Definition and Typology of Fans

The extant literature reveals that scholars have not reached an agreement on the definition of fans, which can be interpreted both in a broad sense and a narrow sense. In a broad sense, in the field of media study, fans generally refer to the audience of many forms of sports or entertainment celebrities. In a narrow and strict sense, fans refer to those people who show excessive interest and enthusiasm for an object, including people, commodities, religions, teams, ideas, brands, etc. (Smith, Fisher & Cole, 2007). The behaviour of fans is often regarded as unusual and unconventional by society, but does not violate the common social ethical norms (Thorne & Bruner, 2006).

In addition, the term has different meanings in different specific contexts: first, fans of cultural products (such as movies, science fictions, music, comics, etc.) are those who have a strong or even excessive affective sensibility towards their favourite cultural products (Fiske, 1992). They obtain pleasure, satisfaction, and a sense of achievement, and even construct their life meaning through their attachment to those cultural products (Grossberg, 1992). Second, sports fans refer to the audience who show a great deal of enthusiasm towards certain sporting events and have a strong sense of belonging to certain sports team or clubs (Jacobson, 2003). Third, fans of a brand refer to those consumers who are behaviorally and emotionally loyal to a brand and engage in activities to support the brand. In general, fans in different contexts have an excessive investment in terms of expenditure, time, and emotion compared to ordinary consumers, and they construct their personal meanings and beliefs based on the objects they love (Jindra, 1994). For instance, Hunt, Bristol and Bashaw (1999) classified sport fans in terms of the emotional and behavioral intensity into three major categories: devoted fans, fanatical fans, and dysfunctional fans. Specifically, devoted fans are those who are able to frequently attend or watch sports events overcoming geographic, financial, and time constraints, and develop a strong sense of identity, attachment, and belonging to certain events and clubs. In addition to these characteristics, fanatical fans show their enthusiasm through more symbolic behaviour, such as wearing special clothes or body paint, waving flags, and shouting. However, dysfunctional fans are pathological to some degree, and exhibit irrational, destructive, and anti-social behaviour. This typology of sports fans can also be applied to fans of brands, cultural products, and celebrities.

Key Terms in this Chapter

Brand Attachment: A consumer’s emotional attachment towards his/her beloved brand.

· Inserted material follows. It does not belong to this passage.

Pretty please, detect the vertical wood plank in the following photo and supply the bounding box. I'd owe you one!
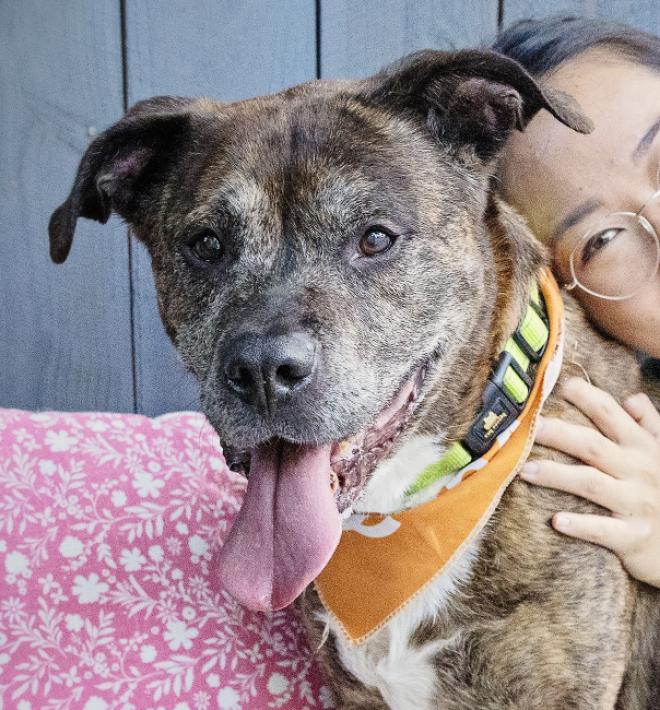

Sacred brand: A brand being perceived of possessing extraordinary and spiritual properties inspiring veneration that would make the brand distinct from other brands in the eyes of a group of brand devotees.

Fandom: The group of individual fans who are like-minded, sharing the similar interest, and deriving emotional support and value from the group.

Brand evangelists: Brand fans who share and spread message about the benefit of a brand and persuade more followers to be loyal fans of the brand.

Fanatic: A person who has strong and intense levels of commitment, emotional attachment, and devotion toward a specific object.

Quasi-religious characteristics: The religious aspects of brand consumption experience existed in the sacred brand.

Brand worship: A spiritual, experiential, and emotional state for fans who are extremely devoted to a cult brand and perceive it as sacred.

Brand cult: The extreme brand-focused devotion. People express their “cult-like? following to the brand.